Re: My issues, feelings, Germany, women, WWII, and other stuff

Posted: Fri Jan 18, 2019 11:16 am
by Madner Kami
Well, since you offered it, I'm gonna ask: What is your beef with the soviets and sexual violence? Where does your unhealthy and irrational fixation come from?

And for the record:
A) I am only asking a question. That does not oblige you to answer.
B) We aren't a therapy group here. I still think you are fishing for attention that you feel you don't get elsewhere and it's neither wise to do so nor is it likely going to improve your position in life.

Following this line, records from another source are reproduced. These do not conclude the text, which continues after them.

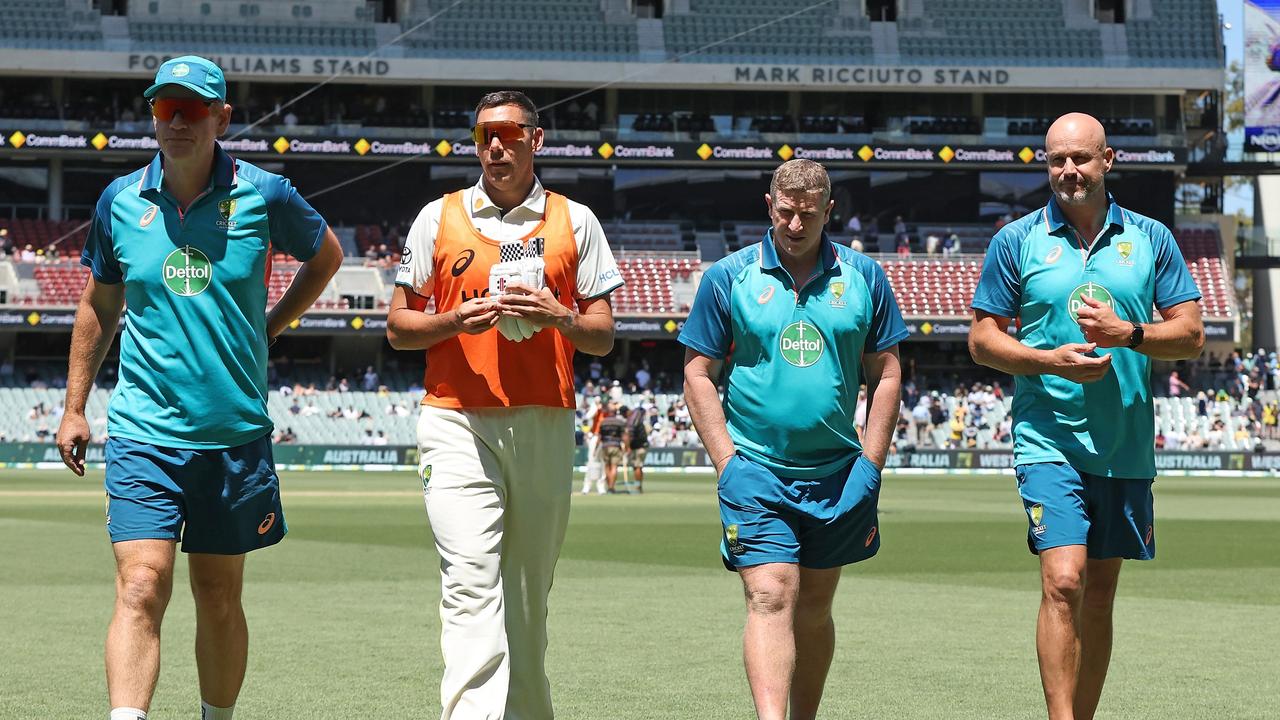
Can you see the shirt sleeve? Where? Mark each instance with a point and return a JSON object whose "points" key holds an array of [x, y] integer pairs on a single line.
{"points": [[887, 327], [597, 270], [416, 258], [296, 227], [708, 329], [99, 254], [1174, 282], [1000, 288]]}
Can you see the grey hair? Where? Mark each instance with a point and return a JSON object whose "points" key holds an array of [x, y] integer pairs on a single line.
{"points": [[800, 176]]}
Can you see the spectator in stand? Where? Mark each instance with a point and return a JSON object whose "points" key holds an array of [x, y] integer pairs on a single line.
{"points": [[932, 244], [643, 377], [920, 418], [950, 244], [854, 228], [903, 245], [613, 429]]}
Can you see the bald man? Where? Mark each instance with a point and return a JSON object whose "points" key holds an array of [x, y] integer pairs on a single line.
{"points": [[1080, 276]]}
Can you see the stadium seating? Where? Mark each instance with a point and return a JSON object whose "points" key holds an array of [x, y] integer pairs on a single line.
{"points": [[519, 31], [952, 32], [644, 236], [40, 24], [1202, 250], [265, 37], [730, 31], [42, 233], [933, 287], [1182, 33], [649, 279], [652, 258]]}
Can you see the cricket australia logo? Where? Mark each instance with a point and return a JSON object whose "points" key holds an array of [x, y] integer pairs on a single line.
{"points": [[837, 294], [225, 209], [1037, 515], [800, 345], [187, 272], [735, 547], [1125, 250], [1092, 290]]}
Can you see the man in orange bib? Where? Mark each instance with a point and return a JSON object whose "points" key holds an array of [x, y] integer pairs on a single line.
{"points": [[521, 278]]}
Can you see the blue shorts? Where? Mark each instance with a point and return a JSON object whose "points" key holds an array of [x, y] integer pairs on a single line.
{"points": [[1111, 516], [821, 523], [222, 501]]}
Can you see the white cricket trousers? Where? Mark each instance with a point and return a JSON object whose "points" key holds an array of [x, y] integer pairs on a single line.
{"points": [[594, 466], [497, 484]]}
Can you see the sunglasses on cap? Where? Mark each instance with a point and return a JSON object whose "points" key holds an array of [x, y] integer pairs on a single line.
{"points": [[506, 131], [192, 108]]}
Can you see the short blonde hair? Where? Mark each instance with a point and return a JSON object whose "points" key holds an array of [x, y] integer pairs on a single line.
{"points": [[800, 176]]}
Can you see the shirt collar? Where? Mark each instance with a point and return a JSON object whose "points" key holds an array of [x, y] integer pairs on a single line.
{"points": [[769, 253], [224, 171], [1055, 219], [535, 201]]}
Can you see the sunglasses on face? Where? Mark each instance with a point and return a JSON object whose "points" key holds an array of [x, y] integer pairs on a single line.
{"points": [[192, 108], [506, 132]]}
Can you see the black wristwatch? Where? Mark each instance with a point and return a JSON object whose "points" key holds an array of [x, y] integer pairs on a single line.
{"points": [[1137, 337]]}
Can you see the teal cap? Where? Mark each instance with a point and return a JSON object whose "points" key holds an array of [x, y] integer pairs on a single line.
{"points": [[192, 72]]}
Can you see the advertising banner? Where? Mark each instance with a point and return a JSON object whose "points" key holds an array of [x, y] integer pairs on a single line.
{"points": [[1262, 76], [320, 456], [606, 151]]}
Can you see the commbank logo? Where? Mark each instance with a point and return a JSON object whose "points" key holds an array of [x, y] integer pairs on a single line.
{"points": [[187, 272], [800, 345]]}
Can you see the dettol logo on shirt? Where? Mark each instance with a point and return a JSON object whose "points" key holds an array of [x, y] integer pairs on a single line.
{"points": [[187, 272], [1075, 301], [800, 345]]}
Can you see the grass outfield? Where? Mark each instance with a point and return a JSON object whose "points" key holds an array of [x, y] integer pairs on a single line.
{"points": [[644, 621]]}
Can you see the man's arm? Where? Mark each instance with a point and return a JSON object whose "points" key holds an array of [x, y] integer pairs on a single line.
{"points": [[883, 397], [589, 328], [991, 345], [96, 319], [705, 409], [1179, 337], [306, 286], [410, 327]]}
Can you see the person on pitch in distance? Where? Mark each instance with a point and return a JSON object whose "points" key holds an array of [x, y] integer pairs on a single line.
{"points": [[183, 247], [792, 322], [497, 425], [1082, 276]]}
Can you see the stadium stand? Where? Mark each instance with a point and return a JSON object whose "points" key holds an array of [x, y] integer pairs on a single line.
{"points": [[1202, 250], [41, 24], [645, 236], [315, 39], [656, 283], [947, 35], [728, 27], [1180, 33], [653, 256], [520, 31]]}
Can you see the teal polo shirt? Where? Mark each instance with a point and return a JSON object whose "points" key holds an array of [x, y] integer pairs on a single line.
{"points": [[795, 351], [1036, 272], [193, 346]]}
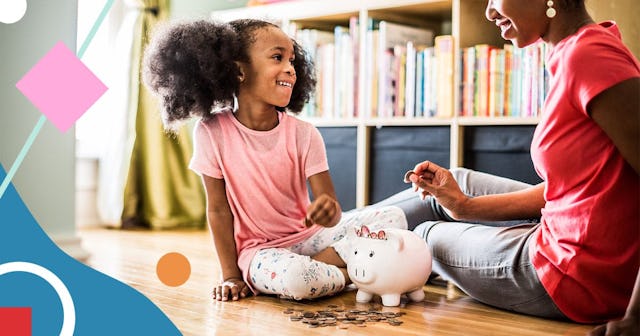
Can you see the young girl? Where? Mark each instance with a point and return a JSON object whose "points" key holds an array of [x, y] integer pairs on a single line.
{"points": [[255, 160]]}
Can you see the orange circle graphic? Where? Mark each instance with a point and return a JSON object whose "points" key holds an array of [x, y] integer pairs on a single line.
{"points": [[173, 269]]}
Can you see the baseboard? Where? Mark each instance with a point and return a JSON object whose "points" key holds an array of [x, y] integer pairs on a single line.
{"points": [[71, 245]]}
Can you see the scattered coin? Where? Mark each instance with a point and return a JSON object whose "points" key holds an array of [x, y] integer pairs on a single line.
{"points": [[340, 317]]}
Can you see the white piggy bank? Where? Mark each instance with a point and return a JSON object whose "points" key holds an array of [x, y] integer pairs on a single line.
{"points": [[388, 263]]}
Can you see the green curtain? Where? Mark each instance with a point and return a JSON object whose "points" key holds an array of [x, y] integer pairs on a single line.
{"points": [[160, 191]]}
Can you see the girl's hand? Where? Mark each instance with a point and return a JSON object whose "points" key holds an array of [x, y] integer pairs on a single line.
{"points": [[433, 180], [233, 288], [322, 211]]}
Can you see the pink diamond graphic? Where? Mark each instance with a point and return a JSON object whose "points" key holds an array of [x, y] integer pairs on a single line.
{"points": [[61, 87]]}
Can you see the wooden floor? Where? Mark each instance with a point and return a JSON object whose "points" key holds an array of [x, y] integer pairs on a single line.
{"points": [[131, 257]]}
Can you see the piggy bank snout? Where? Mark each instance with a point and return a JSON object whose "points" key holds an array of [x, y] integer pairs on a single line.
{"points": [[361, 274]]}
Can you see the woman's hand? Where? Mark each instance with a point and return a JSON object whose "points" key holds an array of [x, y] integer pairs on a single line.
{"points": [[233, 288], [629, 325], [322, 211], [433, 180]]}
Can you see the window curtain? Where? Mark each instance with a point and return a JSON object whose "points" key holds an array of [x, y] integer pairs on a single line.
{"points": [[149, 184]]}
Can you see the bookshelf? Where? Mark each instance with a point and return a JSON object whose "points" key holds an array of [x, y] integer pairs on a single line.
{"points": [[462, 19]]}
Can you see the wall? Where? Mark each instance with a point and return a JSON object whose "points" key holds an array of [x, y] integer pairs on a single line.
{"points": [[201, 9], [45, 180], [625, 13]]}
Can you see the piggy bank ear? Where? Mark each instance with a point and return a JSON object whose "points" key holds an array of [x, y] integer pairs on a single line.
{"points": [[396, 241], [351, 234]]}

Re: My issues, feelings, Germany, women, WWII, and other stuff

Posted: Fri Jan 18, 2019 11:11 pm
by Yukaphile
Basically it all boils down to eight subsets.

1) The anonymous movie.
2) The anonymous diary.
3) People's reactions to it today.
4) The confessions of those guilty.
5) That Germany can't stop apologizing.
6) That Russia will not apologize.
7) How it relates to my spiritual beliefs.
8) My views on impartial justice.

Re: My issues, feelings, Germany, women, WWII, and other stuff

Posted: Sat Jan 19, 2019 3:31 am
by BridgeConsoleMasher
Have you come across any feminist analytics on the subject?

Re: My issues, feelings, Germany, women, WWII, and other stuff

Posted: Sat Jan 19, 2019 3:01 pm
by Yukaphile
There was a Harvard law official who discussed Feminism in Germany, which... had my jaw dropping open, because to say Nazi Germany was a Feminist nation is like claiming the GOP leadership is Feminist. It's blatantly false. That was based on a movie based on a diary that may be a fiction.

Re: My issues, feelings, Germany, women, WWII, and other stuff

Posted: Sat Jan 19, 2019 11:43 pm
by Yukaphile
As I've said elsewhere, what I hate most is the sense of blaming many people give to the victims of the Red Army, acting as if they were "collectively guilty," "not innocent," "perpetrators of crimes against humanity," "brought it on themselves," when the majority of German female civilians, all the two million women and girls, were innocent and to try and represent them otherwise, to try and claim they were otherwise, is defamation of character and victim-blaming. I saw this attitude from a young German man. I saw this attitude from a Harvard law official right in front of a German doctor who had studied the long-term effects of their "double trauma" on teenagers at the time. I saw it from a review in The New York Times, and from the lead actress in the anonymous movie, Nina Hoss, which is just utterly atrocious. It's why I listed people's reactions to it today among the number two spot. They also really seem to want to think as if those men and the women who watched and laughed with glee when begged for help just couldn't help themselves. My young Libertarian friend who's eighteen honestly thinks they "went mad." Even though many Russian Jews, who you'd think would want revenge, went out of their way to help women from attack whenever they could. It's ultimately just two million crude men behaving as ignorant men are wont to do, along with the women who joined them who happened to be sadists. Also blaming German women for their assaults and thinking only the Nazis got raped ignores that it was ethnic women and girls which they "liberated" from the camps, and children as young as ten or eight. This victim-blaming needs to end. This justifying and excusing those who'd committed such heinous crimes needs to end. It's one more form of rape apologia and rape culture.